Commitment.
I've made the commitment again to write everyday, no matter what, for at least a half an hour. Not just thinking about my writing life, yearning for my writing life, planning my writing life, squeezing in, once in a while in the midst of an overwrought schedule, my writing life.
The first time I felt the magic, I must have been 3? Thick pencil in my hand -- didn’t like those, even though they were supposed to be good for small hands. I wanted a real pencil. A white sheet of my mother's typing paper, blank. I made a mark. Something on the white paper. Something of me. Another mark, not letters, or words yet, too young. Still, I felt the wonder, the awe. I could make something appear where nothing had been before.

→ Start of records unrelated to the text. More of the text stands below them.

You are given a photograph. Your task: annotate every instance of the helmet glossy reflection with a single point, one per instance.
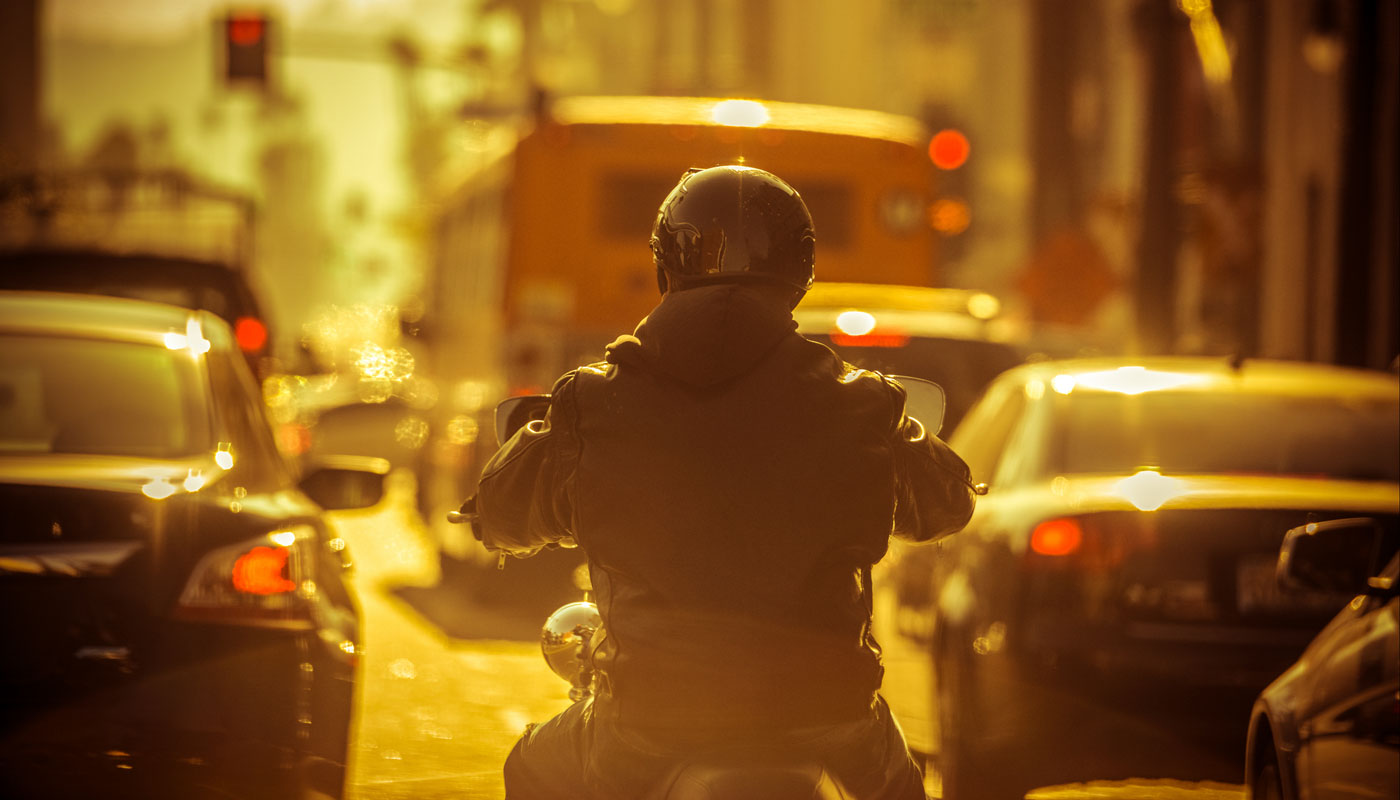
(732, 223)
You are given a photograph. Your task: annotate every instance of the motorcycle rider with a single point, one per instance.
(731, 484)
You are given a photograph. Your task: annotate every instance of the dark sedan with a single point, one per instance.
(177, 615)
(1330, 725)
(1110, 611)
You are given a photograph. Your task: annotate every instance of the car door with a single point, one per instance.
(1350, 733)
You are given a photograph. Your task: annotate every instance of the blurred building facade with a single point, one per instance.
(1180, 175)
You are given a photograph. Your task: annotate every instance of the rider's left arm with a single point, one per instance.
(522, 499)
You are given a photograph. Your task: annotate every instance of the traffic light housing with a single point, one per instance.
(951, 212)
(245, 38)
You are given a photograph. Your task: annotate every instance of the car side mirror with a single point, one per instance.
(924, 401)
(514, 414)
(340, 482)
(1334, 555)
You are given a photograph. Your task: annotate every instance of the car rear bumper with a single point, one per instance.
(205, 712)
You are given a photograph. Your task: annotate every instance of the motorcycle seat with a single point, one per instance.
(727, 781)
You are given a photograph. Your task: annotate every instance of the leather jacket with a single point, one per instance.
(731, 484)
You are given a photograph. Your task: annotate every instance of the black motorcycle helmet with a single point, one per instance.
(734, 223)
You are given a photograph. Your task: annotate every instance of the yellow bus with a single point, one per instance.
(542, 250)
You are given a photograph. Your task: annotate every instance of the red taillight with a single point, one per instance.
(251, 334)
(261, 582)
(261, 570)
(872, 339)
(1057, 537)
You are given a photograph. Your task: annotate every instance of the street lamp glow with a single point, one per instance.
(739, 112)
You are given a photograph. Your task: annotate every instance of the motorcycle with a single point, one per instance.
(570, 633)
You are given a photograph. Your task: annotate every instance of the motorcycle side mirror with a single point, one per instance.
(924, 401)
(514, 414)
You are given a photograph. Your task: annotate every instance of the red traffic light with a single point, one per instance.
(245, 42)
(949, 149)
(245, 31)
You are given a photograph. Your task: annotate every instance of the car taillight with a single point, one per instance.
(1091, 542)
(251, 334)
(263, 582)
(1057, 537)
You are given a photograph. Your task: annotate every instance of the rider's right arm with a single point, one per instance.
(522, 498)
(933, 485)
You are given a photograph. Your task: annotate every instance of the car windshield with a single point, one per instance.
(1227, 433)
(100, 398)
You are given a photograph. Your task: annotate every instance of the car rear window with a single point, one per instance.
(100, 398)
(1228, 433)
(185, 283)
(963, 367)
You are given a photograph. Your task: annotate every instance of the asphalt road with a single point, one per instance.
(440, 711)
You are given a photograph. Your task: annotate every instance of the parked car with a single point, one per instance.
(213, 286)
(951, 336)
(1110, 610)
(1330, 725)
(177, 612)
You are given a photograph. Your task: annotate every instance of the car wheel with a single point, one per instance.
(966, 769)
(1267, 783)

In my early thirties, I sat with another white paper, a drawing pad this time and a real pencil. The small Japanese man sitting next to me, eyes twinkling, mouth serious, said, “Draw.”
I cannot. I do not know how to draw. I had no idea what to do.
“You are god, right now, for this moment, to that paper. Create. Draw.”
“God? I was god to that piece of paper? The audacity! I could not draw, let alone be a god.”
Over the next five years I learned to become something of a god to that paper. But my voice? No. Still, I felt the wonder, the awe.
Only ten minutes have passed now. I am exhausted by this effort. Slightly excited. Impatient. I want to get up, go to bed. How can I write for another 20 minutes? How will I ever get my voice on this page tonight -- be god to my creation? For all of us who struggle to find our voice, and put it on the page, mark by mark, we wonder: Have I waited too long? Am I too young or too old? Spent? Are my ideas relevant? Am I trendy enough? Are the obstacles in my life surmountable? No, perhaps not. But, it feels like there is no god here.
And what about time? How do we ever move out of the repeating circles that keep us where we are, reaching out, forward, staying in place, all at the same time? Do it first? The rest will follow. That’s what I read in Writing Out the Storm. Great book. I got excited reading it. Then tired. The author followed that “put it first “advice by saying, schedule in your non-negotiable time, or non-discretionary, then writing comes first. If I do that, I will not ever write. There is little in my schedule that is non-discretionary. The writing must come first, even in half hour increments, before all that. Why? Voice. To have my voice. On blank white paper. And finally feel the wonder, the awe. To be god to the page.
Seven more minutes. Do I have a thought in my mind? I’m too tired. I want to curl up, feel a breeze upon my face, have everything slow way down, a small step at a time, to do, a small step at a time. The writing must come first! The books inside, fulsome, on pages, are shouting at me now. But the kids need to be bathed, curled up with, be read to. Dishes washed. Schedule checked for tomorrow, appointments lined up, phone calls to return. Ten o’clock, pm.
I want to cry. But, thirty minutes, I did it.